You can define which channels are scanned simultaneously and which are scanned sequentially by dragging them into different Groups. In the example below Alexa Fluor 488 and Alexa Fluor 568 are in different groups and will be scanned sequentially. If I was also imaging Alexa Fluor 647 I could have that in a third group or I could shorten the scan time by dragging it into Group 1 to be scanned simultaneously with Alexa Fluor 488. It is possible to scan a Live View in sequential mode but when Frame sequential is selected only the currently selected channel will be refreshed.
A Z-stack can be configured in the Acquisition Settings panel. You have the option to reset the current focus position to zero, which you can do by pressing Set 0 (but see the warning below). Focus on the plane where you would like to start the Z-stack and press Set under Start, then focus on the last plane of the stack and press Set under End.
If you want to reset the focus position to zero, do it before you set the Start and End positions, otherwise the Z series will be many microns out of focus.
Set a Step size in μm by typing in a value or press Op. for the microscope to set the optimal step size for the objective lens currently being used. If the Z-stack menu is hidden just double-click on Microscope to display it. Click Depth beneath the XY button in Image Acquisition Control. If Depth is not clicked then only a single XY plane (no Z) will be captured when the scan starts. The Lambda, Time, etc. buttons should be activated for spectral scans, time series and other combinations.

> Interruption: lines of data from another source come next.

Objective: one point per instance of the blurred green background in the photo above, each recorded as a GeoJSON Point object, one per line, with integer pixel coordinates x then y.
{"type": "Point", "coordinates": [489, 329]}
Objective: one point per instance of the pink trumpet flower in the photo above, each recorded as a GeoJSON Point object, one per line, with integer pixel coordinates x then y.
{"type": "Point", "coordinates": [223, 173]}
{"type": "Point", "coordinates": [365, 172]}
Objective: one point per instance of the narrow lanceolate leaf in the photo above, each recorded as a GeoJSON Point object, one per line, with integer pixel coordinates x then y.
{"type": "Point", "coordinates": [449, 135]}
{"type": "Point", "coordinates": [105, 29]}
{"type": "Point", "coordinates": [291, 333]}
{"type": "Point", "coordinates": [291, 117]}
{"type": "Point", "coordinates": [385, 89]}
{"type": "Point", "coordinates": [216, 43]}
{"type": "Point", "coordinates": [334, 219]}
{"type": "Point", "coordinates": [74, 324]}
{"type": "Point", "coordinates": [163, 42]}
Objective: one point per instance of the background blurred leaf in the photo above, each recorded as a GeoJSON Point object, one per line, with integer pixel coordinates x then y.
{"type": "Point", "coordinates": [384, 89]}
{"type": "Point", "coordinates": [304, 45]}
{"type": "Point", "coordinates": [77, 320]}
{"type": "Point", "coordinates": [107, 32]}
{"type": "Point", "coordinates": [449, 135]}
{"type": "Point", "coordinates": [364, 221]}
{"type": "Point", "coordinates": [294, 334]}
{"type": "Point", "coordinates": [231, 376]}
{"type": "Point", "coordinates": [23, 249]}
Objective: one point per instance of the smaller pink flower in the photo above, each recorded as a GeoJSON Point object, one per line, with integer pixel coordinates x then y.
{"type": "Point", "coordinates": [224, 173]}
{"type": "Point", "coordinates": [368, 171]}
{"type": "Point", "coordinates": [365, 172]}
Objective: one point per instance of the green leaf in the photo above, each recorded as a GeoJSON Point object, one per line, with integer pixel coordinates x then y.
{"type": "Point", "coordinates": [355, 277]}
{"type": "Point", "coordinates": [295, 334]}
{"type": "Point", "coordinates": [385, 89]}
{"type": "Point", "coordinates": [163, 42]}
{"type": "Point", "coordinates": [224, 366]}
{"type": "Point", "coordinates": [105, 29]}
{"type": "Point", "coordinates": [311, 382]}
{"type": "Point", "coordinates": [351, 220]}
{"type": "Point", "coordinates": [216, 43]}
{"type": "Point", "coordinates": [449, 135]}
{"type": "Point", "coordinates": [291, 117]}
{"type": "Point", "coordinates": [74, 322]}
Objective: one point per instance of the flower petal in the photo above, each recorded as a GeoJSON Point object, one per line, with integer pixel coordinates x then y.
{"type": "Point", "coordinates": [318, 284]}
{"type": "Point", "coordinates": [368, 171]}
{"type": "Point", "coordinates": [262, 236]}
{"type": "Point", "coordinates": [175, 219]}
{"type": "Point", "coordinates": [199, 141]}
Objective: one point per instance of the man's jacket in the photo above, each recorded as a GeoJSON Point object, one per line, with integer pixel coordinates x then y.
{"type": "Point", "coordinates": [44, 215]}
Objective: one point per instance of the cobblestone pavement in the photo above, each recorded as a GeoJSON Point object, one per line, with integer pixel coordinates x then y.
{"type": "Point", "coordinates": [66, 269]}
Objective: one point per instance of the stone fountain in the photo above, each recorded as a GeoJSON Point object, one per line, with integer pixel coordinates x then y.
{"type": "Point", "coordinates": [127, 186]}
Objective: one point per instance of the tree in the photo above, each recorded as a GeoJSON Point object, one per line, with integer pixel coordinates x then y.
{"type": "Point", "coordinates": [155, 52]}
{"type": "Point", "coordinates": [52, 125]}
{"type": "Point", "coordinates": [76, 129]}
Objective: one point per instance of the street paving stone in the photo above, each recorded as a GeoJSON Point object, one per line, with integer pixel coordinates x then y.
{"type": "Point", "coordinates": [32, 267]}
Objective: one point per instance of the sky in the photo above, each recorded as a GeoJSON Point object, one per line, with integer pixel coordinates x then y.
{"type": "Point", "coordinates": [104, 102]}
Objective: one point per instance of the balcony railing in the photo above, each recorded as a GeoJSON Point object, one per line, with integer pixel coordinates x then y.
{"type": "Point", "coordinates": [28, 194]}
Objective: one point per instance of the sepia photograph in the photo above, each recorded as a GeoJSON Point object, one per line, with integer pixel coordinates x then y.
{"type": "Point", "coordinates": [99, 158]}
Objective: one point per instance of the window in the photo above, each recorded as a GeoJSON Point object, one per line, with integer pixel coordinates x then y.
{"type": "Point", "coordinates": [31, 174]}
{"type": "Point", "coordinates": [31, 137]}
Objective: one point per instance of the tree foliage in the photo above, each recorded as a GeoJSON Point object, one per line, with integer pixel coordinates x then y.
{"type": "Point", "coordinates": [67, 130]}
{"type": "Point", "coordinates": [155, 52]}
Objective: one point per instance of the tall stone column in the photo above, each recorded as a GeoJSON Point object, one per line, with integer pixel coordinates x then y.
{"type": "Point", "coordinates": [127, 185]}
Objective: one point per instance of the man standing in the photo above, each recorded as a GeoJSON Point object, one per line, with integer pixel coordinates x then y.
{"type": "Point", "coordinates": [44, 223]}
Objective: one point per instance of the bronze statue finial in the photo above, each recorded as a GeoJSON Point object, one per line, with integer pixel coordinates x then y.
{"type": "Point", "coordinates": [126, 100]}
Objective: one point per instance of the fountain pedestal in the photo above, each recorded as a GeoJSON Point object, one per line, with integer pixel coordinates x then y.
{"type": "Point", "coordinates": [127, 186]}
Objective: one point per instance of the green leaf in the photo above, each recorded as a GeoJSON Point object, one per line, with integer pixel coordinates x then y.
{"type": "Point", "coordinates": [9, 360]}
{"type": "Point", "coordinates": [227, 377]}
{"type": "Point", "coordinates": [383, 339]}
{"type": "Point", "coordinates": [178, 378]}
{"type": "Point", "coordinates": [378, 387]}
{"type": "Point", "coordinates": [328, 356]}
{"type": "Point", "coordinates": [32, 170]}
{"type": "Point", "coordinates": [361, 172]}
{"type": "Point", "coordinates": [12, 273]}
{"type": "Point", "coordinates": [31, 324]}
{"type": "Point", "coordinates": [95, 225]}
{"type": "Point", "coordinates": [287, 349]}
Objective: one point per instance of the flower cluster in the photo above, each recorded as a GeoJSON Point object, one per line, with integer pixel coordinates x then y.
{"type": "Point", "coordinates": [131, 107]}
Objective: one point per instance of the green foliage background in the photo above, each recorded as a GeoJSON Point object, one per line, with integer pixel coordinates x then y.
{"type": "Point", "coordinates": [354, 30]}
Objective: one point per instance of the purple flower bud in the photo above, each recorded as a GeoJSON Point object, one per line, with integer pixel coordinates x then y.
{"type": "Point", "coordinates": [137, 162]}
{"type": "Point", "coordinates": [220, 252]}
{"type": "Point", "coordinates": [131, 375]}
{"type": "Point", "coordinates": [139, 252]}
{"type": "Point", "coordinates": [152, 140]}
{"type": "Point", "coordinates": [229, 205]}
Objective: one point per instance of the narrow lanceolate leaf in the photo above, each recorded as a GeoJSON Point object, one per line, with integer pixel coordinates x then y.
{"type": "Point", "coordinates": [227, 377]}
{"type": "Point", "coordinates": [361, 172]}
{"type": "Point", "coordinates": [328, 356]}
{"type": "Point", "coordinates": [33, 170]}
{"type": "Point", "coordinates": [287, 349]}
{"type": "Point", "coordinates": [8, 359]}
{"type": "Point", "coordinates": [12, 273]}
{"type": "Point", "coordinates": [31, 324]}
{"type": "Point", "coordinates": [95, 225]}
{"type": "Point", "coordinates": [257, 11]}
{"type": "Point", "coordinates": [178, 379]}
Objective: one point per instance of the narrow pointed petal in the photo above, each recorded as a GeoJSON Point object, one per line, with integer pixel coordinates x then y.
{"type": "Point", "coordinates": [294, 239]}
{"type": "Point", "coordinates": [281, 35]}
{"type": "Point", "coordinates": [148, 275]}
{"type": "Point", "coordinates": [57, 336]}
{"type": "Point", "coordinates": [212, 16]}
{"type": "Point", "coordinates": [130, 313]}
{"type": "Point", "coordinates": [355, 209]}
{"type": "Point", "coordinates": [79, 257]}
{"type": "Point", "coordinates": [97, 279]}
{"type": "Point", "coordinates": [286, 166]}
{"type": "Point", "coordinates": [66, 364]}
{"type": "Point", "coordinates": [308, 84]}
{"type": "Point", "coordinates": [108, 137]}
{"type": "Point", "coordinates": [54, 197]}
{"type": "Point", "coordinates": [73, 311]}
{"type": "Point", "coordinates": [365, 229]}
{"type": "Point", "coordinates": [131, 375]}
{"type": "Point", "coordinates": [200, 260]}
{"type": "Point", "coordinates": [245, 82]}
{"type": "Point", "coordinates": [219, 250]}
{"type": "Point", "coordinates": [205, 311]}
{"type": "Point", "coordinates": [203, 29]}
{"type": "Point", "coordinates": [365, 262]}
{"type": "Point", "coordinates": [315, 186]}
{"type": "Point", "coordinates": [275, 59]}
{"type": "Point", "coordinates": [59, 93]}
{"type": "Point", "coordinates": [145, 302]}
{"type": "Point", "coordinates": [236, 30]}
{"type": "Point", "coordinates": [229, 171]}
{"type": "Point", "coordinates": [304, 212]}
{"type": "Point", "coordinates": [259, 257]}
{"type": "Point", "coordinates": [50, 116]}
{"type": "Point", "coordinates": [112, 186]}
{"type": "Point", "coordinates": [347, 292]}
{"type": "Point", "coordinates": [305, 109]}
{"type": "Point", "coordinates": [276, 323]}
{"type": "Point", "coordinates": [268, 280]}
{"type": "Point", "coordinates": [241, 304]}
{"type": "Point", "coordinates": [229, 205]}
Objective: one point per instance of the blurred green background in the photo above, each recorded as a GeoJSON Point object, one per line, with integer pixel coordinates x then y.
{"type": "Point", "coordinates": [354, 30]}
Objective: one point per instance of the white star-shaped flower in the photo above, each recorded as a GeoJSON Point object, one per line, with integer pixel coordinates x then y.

- When the Z series is finished you must press Series Done (below) to open a window displaying the Z-stack, which you can then save. Alternatively you can press Append Next to acquire another Z-stack and append it to the previous one, but this is not likely to be a common practice.
Time series can be configured at the bottom of the Acquisition Setting panel. Under TimeScan enter the Interval time in 00 (h):00 (min):00 (s).0 (ms). In the Num (number) enter how often you would like this interval to be repeated. Make sure the interval is not shorter than the time it actually takes to acquire the image. Click on the Info button (see picture below) to get an estimate of how long a single scan will take.
- Make sure Time is clicked under the XY button in the Image Acquisition Control panel before you start acquiring a time-series. When the acquisition of the time series has finished press the Series Done button to obtain the final data set in a new window and save it or press Append Next to acquire another time series and append it to the previous one.
- It is also possible to acquire data sets containing a combination of a Z- and temporal information. For this select Depth and Time beneath the XY-Start button.
For more advanced experiments such as multichannel acquisitions you can have a look at the sections USING VIRTUAL CHANNELS TO ACQUIRE MULTICHANNEL CONFOCAL IMAGES or MULTI-AREA TIME-LAPSE IMAGING.
Shutting down the microscope
- Remove your sample from the microscope stage and clean all objectives you have been using carefully with lens cleaning tissue.
- If someone is going to use the microscope later in the day (check microscope booking system), save your files, quit the FV10-ASW 4.2 acquisition software and logout of Windows.
- If you are the last person using the microscope that day, shut the complete system down.
- Save your files and close down the FV10-ASW 4.2 acquisition software.
- Shut down the PC.
- Switch of the fluorescence lamp using the ON/OFF button and wait until the countdown on the front LED display has gone to 0 before turning off the wall switch. The lamp needs to cool down for about 10 min.
- Turn all laser keys to the OFF position
- Allow the argon laser to cool for 30 minutes and then switch off the Power Controller 1 and Power Controller 2 wall sockets.